Apparently it's squash-appreciation week here at the Ethicurean. (See the Butter Bitch's and Omniwhore's posts below.)
The above picture is more about the view from Granny Sweet-n-Sour's deck than it is about the organic butternut squash, but still, ain't it purdy?
I bought the squash from Ever'man's co-op in Pensacola. There are several conventional farms around the region that sell their wares at Bailey's Farmers Markets, a year-round permanent stand open seven days a week. However, I didn't manage to get over there on this trip — Granny SnS lives out in the boonies, toward Perdido Key — so I was trying to "buy local" from Everman's in town.
Alas, I learned later that Archer, FL — where the squash were grown by Bellevue Gardens — is about 10 hours away. Oh well. The squash were a funny, squat shape for butternut, and I was worried I might cut them open to find mostly seeds. As I was planning a curried squash soup for Christmas Eve dinner that needed to feed seven people, I decided to pick up a supplemental butternut squash from the produce section at the nearby Wal-Mart. (More about that fascinating shopping foray in a subsequent post.)

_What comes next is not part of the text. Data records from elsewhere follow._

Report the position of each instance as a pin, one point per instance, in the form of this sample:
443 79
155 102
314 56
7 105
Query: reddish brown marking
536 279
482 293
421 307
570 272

The organic Bellevue squash turned out to be plenty meaty and deep orange, while the conventionally grown Wal-Mart squash was pale and wooden. After I roasted all six halves face down on a cookie sheet, it was clear that Bellevue's were far superior; the Wal-Mart squash had almost no flavor. I put it in anyway.
I made the soup on the fly — it was basically just two onions, a leek, and several garlic cloves sauteed in olive oil, then a big helping of not very exciting curry powder and powdered ginger (forgot to buy fresh) from Granny's ancient spice collection, then stirring the cubed roasted squash into the mix, adding chicken stock (homemade from the carcass of our roasted pastured chicken earlier in the week) to cover, lots of salt, simmering for a while, then blending in a food processor, then stirring in a cup of cream and serving, each portion topped with a dollop of sour cream and parsley. Everyone liked it, but I thought it was on the boring side; I missed the fresh ginger I usually use.
Two locally produced items the Dairy Queen Mother and I picked up at Ever'mans were a hit: Casa Perdido apple wine vinegar, with a Pensacola address for bottling but no website to be found for further information. It was a nice, tart but not sweet, full-bodied vinegar that went into several nights' worth of tarragon-and-lemon salad dressings. I meant to bring it home and forgot.
The organic whole wheat bread from Pitzmann's European Bakery in downtown Pensacola had nothing but simple organic ingredients — I have no idea where they get the flour from, probably the co-op too — and no sugar. It was really tasty, even the skeptical Granny Sweet-n-Sour said so.